The bottom line: one slide to show you ran a lot of numbers and one slide demonstrating an interesting, realistic, and more qualitative financial insight.
An initial pitch to a potential venture funder is typically 10 minutes and includes a financial projection. Since the finances are only one part of such a pitch, there is very little time to discuss any detail. A second problem is that the numbers are often unrealistic. Many pitches are for early stage developments and there is really little basis for making any sort of financial projections.
So what can you realistically and honestly do? First you can demonstrate that you've taken this seriously by showing one slide with a lot of financial data, but tell the audience that they shouldn't try to read the data, you are only showing it to "prove" you've ran the numbers for many cases. Don't try to explain financial trends with some sore of "spread sheet like" slide. Just use it to assert you due diligence, nothing more, and move off it quickly.

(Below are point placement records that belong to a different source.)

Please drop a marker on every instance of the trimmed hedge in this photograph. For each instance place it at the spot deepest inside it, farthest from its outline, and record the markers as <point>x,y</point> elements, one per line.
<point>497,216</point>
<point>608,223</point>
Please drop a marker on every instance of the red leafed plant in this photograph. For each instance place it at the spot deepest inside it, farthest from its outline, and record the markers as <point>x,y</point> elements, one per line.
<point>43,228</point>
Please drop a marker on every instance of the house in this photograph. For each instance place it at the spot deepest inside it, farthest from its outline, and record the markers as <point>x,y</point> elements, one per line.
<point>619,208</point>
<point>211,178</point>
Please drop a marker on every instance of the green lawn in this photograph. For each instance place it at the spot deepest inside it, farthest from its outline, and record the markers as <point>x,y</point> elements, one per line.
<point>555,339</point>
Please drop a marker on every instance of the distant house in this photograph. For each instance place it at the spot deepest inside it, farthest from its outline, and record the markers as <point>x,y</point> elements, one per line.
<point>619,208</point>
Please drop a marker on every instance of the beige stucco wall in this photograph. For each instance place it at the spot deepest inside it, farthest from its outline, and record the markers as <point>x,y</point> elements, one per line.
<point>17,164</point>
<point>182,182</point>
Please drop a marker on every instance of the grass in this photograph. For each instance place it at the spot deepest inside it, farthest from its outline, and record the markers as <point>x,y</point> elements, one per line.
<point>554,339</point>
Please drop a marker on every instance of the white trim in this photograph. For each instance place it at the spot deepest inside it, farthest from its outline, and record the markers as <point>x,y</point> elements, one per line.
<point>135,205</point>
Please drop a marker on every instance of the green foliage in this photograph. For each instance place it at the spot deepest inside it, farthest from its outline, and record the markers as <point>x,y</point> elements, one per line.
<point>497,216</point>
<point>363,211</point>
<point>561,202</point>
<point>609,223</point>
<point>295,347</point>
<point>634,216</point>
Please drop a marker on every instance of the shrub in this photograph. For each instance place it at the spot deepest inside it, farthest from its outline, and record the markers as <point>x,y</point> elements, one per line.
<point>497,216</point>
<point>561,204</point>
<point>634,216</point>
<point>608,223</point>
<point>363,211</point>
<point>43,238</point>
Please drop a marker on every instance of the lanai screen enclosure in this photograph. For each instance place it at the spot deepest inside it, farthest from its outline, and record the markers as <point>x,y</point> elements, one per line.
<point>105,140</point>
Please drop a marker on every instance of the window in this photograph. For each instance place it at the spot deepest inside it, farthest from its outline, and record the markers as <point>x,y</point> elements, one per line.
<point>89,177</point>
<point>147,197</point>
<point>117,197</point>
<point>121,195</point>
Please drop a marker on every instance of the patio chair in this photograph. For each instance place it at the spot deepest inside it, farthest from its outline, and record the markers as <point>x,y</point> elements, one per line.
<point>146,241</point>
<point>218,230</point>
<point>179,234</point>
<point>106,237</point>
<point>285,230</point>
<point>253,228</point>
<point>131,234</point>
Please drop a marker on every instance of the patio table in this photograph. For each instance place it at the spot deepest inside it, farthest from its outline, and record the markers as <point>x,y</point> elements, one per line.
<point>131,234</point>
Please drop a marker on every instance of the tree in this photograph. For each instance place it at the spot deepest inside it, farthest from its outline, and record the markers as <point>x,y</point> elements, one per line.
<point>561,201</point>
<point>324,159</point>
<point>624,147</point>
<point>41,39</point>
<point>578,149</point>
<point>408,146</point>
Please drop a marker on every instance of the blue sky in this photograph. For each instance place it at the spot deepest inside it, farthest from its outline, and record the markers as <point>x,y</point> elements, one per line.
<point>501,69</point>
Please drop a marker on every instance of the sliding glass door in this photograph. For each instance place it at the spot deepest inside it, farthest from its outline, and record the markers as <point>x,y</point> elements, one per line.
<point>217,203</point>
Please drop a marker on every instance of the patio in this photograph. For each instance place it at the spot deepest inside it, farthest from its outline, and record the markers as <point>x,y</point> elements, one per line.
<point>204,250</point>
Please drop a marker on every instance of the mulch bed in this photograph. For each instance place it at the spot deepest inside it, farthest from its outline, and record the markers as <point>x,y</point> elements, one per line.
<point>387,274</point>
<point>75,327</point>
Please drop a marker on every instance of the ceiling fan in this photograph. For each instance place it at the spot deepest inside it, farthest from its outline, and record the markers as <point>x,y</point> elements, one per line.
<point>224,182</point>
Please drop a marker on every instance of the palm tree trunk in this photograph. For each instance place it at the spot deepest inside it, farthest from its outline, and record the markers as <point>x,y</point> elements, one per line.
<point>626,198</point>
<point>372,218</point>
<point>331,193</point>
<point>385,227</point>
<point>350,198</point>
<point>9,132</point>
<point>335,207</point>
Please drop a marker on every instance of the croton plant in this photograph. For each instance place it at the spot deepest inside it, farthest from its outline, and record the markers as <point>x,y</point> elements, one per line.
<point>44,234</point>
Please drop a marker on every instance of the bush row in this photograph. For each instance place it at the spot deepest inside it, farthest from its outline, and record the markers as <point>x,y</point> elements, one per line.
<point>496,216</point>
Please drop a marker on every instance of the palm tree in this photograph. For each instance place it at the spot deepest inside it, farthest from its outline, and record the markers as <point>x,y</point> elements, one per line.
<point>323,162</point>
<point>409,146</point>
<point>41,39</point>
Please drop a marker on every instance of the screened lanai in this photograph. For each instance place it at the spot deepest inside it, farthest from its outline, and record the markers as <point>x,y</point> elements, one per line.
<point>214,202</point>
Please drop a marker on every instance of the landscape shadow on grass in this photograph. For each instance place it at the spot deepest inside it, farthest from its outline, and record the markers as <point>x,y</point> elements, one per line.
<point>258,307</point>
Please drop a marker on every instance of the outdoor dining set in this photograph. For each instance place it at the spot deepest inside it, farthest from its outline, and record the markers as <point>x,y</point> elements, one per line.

You can then show a second slide that proves you are being realistic and tamps down the obvious exaggerations that often go into these pitches. By exaggeration I mean the typical assumption that a new product will achieve massive market penetration. Most new products typically help a subset of patients in a subcategory of a particular disease (e.g. moderately high blood sugar as opposed to all diabetics). You might show a simple slide that shows how the financial numbers vary depending on which subsets it can penetrate. You might show a slide that discusses how the numbers vary depending on the price of the product, etc.. The key thing is to have one slide that shows you have insight into how the finances behave and you are being realistic.
Remember, you can't "prove" anything about finances in such a short presentation, so you have two goals: show you've taken finance seriously and demonstrate some insight that shows you are realistic and smart.